Theatre

Sunday 29 March 2026

Henry V at the RSC – Shakespeare’s war play fails to resonate

Alfred Enoch is dynamic in a production that prioritises combat scenes over moral probing

A head of state looks to history to find justification for (re)claiming foreign territory. An ultimatum rejected, he unleashes war on the now-enemy; besieges one of its  cities; threatens the inhabitants with violent annihilation, following a code of battle derived from religious text; on the eve of the decisive battle, his men exhausted and outnumbered, he looks to God to help him win victory. On the page, Shakespeare’s Henry V, with its dramatic examination of the pity, horror and glory of war, reads very much like a play for today.

An indefinite somewhere, not here, not now, is suggested by designer Lucy Osborne’s bare stage, backed by a three-storey scaffolding revolve, and peopled by characters in non-period-specific costumes. Director Tamara Harvey’s production focuses on a timeless aspect of conflict: the powerlessness of ordinary people when leaders become bellicose. Shakespeare develops this theme dramatically, in part through ironic juxtaposition of scenes and encounters between individuals (notably, Henry and a soldier, William, the night before the decisive battle). Harvey pushes the point visually by introducing extra players, who act as silent, ironic commentary on the action (Shakespeare’s own commentator, named Chorus, is cut, their lines distributed among the actors).
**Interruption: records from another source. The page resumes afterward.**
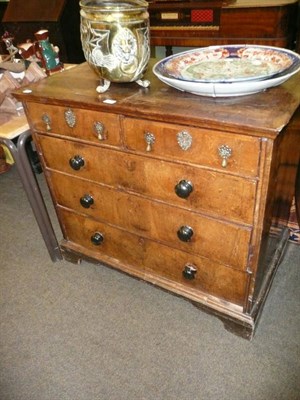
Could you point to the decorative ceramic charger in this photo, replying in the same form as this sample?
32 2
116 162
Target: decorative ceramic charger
228 70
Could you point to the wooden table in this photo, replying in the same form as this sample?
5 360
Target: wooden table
14 134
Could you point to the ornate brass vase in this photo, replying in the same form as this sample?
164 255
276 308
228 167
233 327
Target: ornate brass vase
115 39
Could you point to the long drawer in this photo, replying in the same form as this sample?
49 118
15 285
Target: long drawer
179 228
228 196
224 151
151 259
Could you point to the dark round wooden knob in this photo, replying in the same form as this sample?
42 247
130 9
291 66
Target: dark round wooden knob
185 233
189 272
97 238
76 162
183 189
86 201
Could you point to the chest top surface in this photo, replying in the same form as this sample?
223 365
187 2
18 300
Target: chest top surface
264 113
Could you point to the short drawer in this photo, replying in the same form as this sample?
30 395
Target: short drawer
225 151
93 126
182 229
212 192
154 262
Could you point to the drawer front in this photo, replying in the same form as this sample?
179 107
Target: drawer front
155 262
228 152
217 194
97 127
182 229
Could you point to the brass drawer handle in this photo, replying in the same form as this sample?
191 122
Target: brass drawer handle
47 121
184 188
185 233
70 118
99 130
225 152
150 140
189 272
76 162
86 201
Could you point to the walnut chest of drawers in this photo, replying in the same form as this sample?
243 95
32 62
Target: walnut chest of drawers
187 193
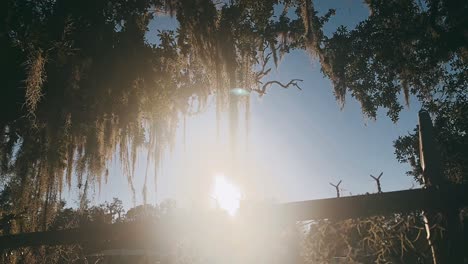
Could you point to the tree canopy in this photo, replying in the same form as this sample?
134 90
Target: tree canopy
82 85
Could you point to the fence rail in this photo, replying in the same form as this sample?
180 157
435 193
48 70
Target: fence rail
332 208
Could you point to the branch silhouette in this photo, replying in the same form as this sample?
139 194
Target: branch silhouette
377 180
337 187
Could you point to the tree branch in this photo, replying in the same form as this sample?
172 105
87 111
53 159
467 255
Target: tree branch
293 82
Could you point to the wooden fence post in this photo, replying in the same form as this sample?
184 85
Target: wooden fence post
449 248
Where Harvey’s directorial approach works best is in the scenes of combat. Here, numbers deliver energy and dynamism. Elsewhere, additions feel unnecessary, even distasteful: a crowd watching the hanging of the traitors above Henry’s head while he delivers the chorus’s lines describing the departure for France; the setting of the comic language-lesson scene between French princess Katherine and her gentlewoman, Alice, in a field hospital, with the women using the wounded to develop Katherine’s vocabulary of body parts.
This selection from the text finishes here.